Trump led in four of the five boroughs of New York City. However, on his home turf of Manhattan, Kasich was slightly ahead, 45%-43%, after almost 100% of the vote had been counted. In Queens, where Trump grew up, he was firmly ahead with 67%. In Kings County, Trump led with 67%; in Richmond Country he had 81%; in the Bronx he took a 52 point lead over Kasich; and Trump also clinched upstate.

Despite his win, Trump like Sanders, hit out at the system. “Nobody can take an election away with the way they’re doing it in the Republican party. And by the way, I am no fan of Bernie, but I’ve seen Bernie win, win, win and they say he has no chance of winning. They have the superdelegates; the Republican system is worse.”

After Trump’s speech, Paul Manafort, who has in effect taken charge of Trump’s campaign, said: “He’s saying the system is rigged, and the system is rigged. It’s rigged in all 50 states where they have different rules that don’t take into account modern political presidential campaigns. We’re not complaining about the rules, we’re saying the people don’t understand that when they vote, they’re not necessarily voting for him.”

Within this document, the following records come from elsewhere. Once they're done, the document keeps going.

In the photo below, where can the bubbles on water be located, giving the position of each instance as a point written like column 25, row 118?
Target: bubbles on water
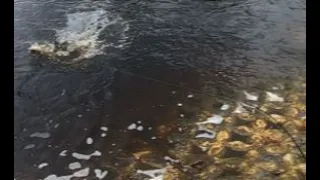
column 29, row 146
column 63, row 153
column 84, row 156
column 89, row 140
column 100, row 174
column 74, row 165
column 40, row 135
column 42, row 165
column 84, row 36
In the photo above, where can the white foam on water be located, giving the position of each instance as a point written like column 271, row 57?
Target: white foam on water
column 206, row 135
column 29, row 146
column 78, row 174
column 83, row 29
column 42, row 165
column 190, row 96
column 100, row 174
column 140, row 128
column 239, row 109
column 43, row 135
column 160, row 177
column 89, row 140
column 215, row 119
column 74, row 165
column 63, row 153
column 272, row 97
column 251, row 96
column 103, row 128
column 167, row 158
column 225, row 107
column 84, row 156
column 152, row 173
column 132, row 126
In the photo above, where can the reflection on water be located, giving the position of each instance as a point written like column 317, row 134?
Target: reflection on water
column 218, row 47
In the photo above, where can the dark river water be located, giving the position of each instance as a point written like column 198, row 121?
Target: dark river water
column 217, row 46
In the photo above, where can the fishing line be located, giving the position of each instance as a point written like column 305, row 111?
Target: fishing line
column 273, row 120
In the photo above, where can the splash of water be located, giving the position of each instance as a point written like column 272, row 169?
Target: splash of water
column 81, row 37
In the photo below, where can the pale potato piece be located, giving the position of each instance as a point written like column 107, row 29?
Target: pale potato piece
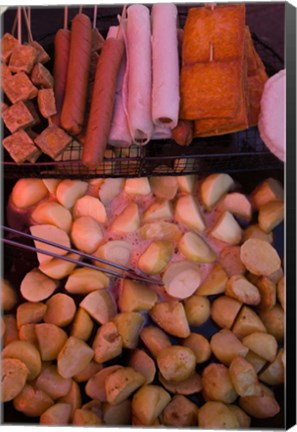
column 52, row 213
column 224, row 311
column 8, row 296
column 141, row 362
column 181, row 279
column 254, row 231
column 274, row 374
column 127, row 221
column 82, row 325
column 171, row 317
column 149, row 402
column 100, row 306
column 154, row 339
column 90, row 206
column 217, row 384
column 110, row 188
column 156, row 257
column 159, row 209
column 120, row 384
column 160, row 231
column 195, row 248
column 244, row 377
column 243, row 419
column 164, row 187
column 86, row 234
column 129, row 325
column 61, row 309
column 247, row 322
column 27, row 353
column 52, row 234
column 263, row 344
column 176, row 363
column 269, row 190
column 259, row 257
column 137, row 186
column 187, row 387
column 51, row 184
column 271, row 215
column 117, row 415
column 36, row 286
column 238, row 204
column 187, row 212
column 32, row 402
column 27, row 192
column 90, row 370
column 59, row 268
column 135, row 296
column 83, row 417
column 52, row 383
column 186, row 183
column 95, row 387
column 227, row 229
column 73, row 357
column 85, row 280
column 226, row 346
column 242, row 290
column 214, row 283
column 68, row 192
column 263, row 406
column 197, row 309
column 180, row 412
column 213, row 187
column 230, row 260
column 10, row 329
column 199, row 345
column 107, row 343
column 217, row 415
column 51, row 339
column 58, row 414
column 14, row 374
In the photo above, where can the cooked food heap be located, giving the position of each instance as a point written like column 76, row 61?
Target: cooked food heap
column 82, row 348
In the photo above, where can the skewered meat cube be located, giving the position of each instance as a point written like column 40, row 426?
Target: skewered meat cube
column 42, row 55
column 20, row 146
column 53, row 141
column 46, row 102
column 18, row 87
column 18, row 116
column 22, row 58
column 41, row 76
column 8, row 44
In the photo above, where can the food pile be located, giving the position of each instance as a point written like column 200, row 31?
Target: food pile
column 82, row 348
column 154, row 80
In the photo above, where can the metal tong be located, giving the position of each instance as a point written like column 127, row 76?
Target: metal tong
column 126, row 272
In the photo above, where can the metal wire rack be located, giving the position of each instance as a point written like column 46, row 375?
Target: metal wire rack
column 242, row 151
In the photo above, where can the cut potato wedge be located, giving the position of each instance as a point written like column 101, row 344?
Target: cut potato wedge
column 127, row 221
column 171, row 317
column 27, row 192
column 68, row 192
column 227, row 229
column 188, row 213
column 156, row 257
column 195, row 248
column 181, row 279
column 36, row 286
column 214, row 187
column 52, row 234
column 90, row 206
column 52, row 213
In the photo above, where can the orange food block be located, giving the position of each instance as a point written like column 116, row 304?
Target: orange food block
column 210, row 90
column 222, row 26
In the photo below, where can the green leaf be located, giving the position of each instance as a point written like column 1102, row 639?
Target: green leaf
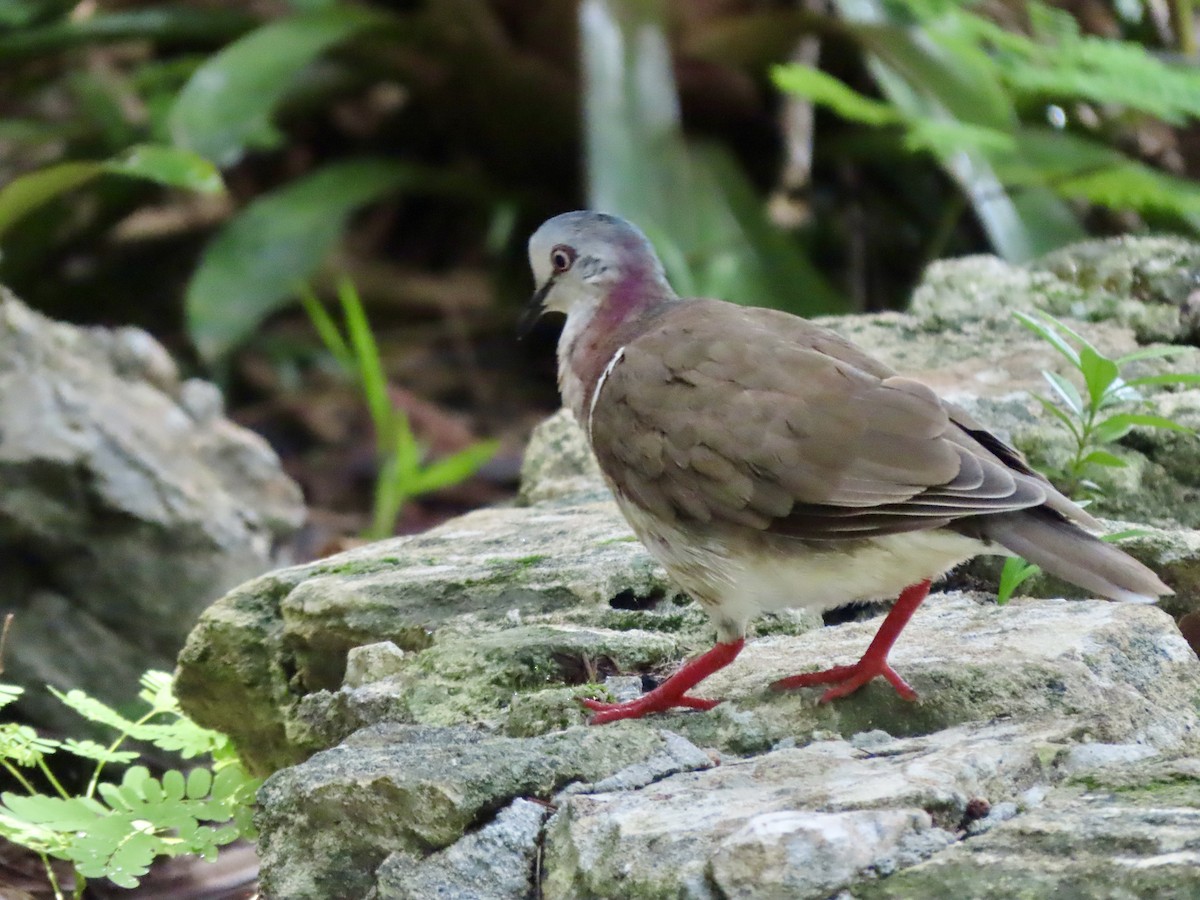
column 1103, row 457
column 168, row 166
column 163, row 165
column 97, row 753
column 1123, row 534
column 1067, row 391
column 328, row 330
column 1014, row 574
column 1057, row 413
column 226, row 107
column 160, row 22
column 690, row 198
column 253, row 265
column 936, row 72
column 199, row 783
column 1099, row 373
column 1045, row 330
column 25, row 193
column 9, row 693
column 829, row 91
column 455, row 468
column 370, row 367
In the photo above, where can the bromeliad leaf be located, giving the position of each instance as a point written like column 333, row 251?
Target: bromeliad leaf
column 227, row 105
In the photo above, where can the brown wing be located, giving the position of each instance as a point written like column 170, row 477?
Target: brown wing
column 748, row 417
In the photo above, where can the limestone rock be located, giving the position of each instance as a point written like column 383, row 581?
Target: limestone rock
column 495, row 863
column 127, row 504
column 1049, row 738
column 419, row 790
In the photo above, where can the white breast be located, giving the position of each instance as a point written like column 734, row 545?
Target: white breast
column 747, row 574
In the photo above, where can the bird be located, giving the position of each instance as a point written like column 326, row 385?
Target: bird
column 767, row 462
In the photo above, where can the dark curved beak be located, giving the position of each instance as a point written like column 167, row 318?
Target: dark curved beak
column 534, row 310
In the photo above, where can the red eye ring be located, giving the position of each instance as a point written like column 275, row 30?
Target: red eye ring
column 562, row 258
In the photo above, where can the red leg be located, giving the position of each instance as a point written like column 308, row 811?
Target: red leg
column 847, row 679
column 672, row 691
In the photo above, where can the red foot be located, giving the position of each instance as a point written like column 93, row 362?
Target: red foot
column 847, row 679
column 673, row 691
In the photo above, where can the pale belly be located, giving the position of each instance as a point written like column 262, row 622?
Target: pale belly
column 747, row 574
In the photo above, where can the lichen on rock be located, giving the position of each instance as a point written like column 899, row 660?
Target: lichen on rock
column 1054, row 749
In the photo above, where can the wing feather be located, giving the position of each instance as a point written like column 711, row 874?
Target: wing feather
column 792, row 430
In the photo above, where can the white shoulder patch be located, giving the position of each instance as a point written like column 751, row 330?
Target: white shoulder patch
column 600, row 382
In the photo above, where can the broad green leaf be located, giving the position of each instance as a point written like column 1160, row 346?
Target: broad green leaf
column 168, row 166
column 253, row 265
column 227, row 105
column 25, row 193
column 160, row 22
column 165, row 165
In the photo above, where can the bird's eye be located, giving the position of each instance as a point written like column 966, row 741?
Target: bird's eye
column 562, row 258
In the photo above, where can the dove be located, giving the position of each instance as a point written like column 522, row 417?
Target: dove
column 766, row 462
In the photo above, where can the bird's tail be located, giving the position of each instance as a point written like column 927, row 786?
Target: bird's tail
column 1062, row 549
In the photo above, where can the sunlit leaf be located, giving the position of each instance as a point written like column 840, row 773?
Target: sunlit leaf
column 1099, row 373
column 171, row 22
column 691, row 201
column 1067, row 391
column 832, row 93
column 28, row 192
column 937, row 72
column 163, row 165
column 227, row 105
column 168, row 166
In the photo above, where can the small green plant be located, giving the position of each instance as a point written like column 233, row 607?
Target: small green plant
column 1109, row 408
column 117, row 829
column 402, row 472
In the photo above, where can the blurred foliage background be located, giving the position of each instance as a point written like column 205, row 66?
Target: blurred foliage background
column 191, row 167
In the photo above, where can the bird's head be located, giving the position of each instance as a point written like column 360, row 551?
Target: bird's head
column 580, row 258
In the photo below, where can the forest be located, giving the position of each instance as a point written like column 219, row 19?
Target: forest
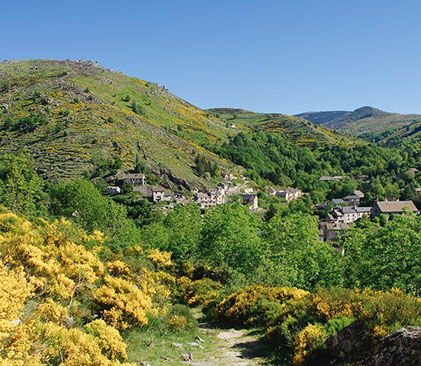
column 84, row 274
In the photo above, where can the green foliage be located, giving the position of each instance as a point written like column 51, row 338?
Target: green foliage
column 384, row 257
column 137, row 108
column 230, row 239
column 21, row 189
column 298, row 258
column 80, row 201
column 180, row 232
column 204, row 166
column 274, row 158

Both Trump and Clinton -- frontrunners for the Republicans and Democrats, respectively -- have had a challenging few weeks, with their decisive leads questioned. Clinton suffered a string of losses to Sanders -- with Sanders, prior to New York, winning seven of the last eight nominating contests. Superdelegates, however, remained behind Clinton -- with, prior to New York, Sanders having 1,068 total delegates, including 31 super delegates, while Clinton still lead with 1,756 delegates, 469 of whom are superdelegates.

For Trump, the race is still tight as even though he leads with 845 delegates, ahead of Cruz with 559 and Kasich with 147, recent losses in Wisconsin and Wyoming have put his nomination in jeopardy.

If in July, Trump doesn’t secure the target, he faces the prospect of a contested Republican convention in Cleveland, in which his delegates will be freed in a second ballot to vote for a different candidate.

The win in New York, therefore, has been crucial for both Trump and Clinton.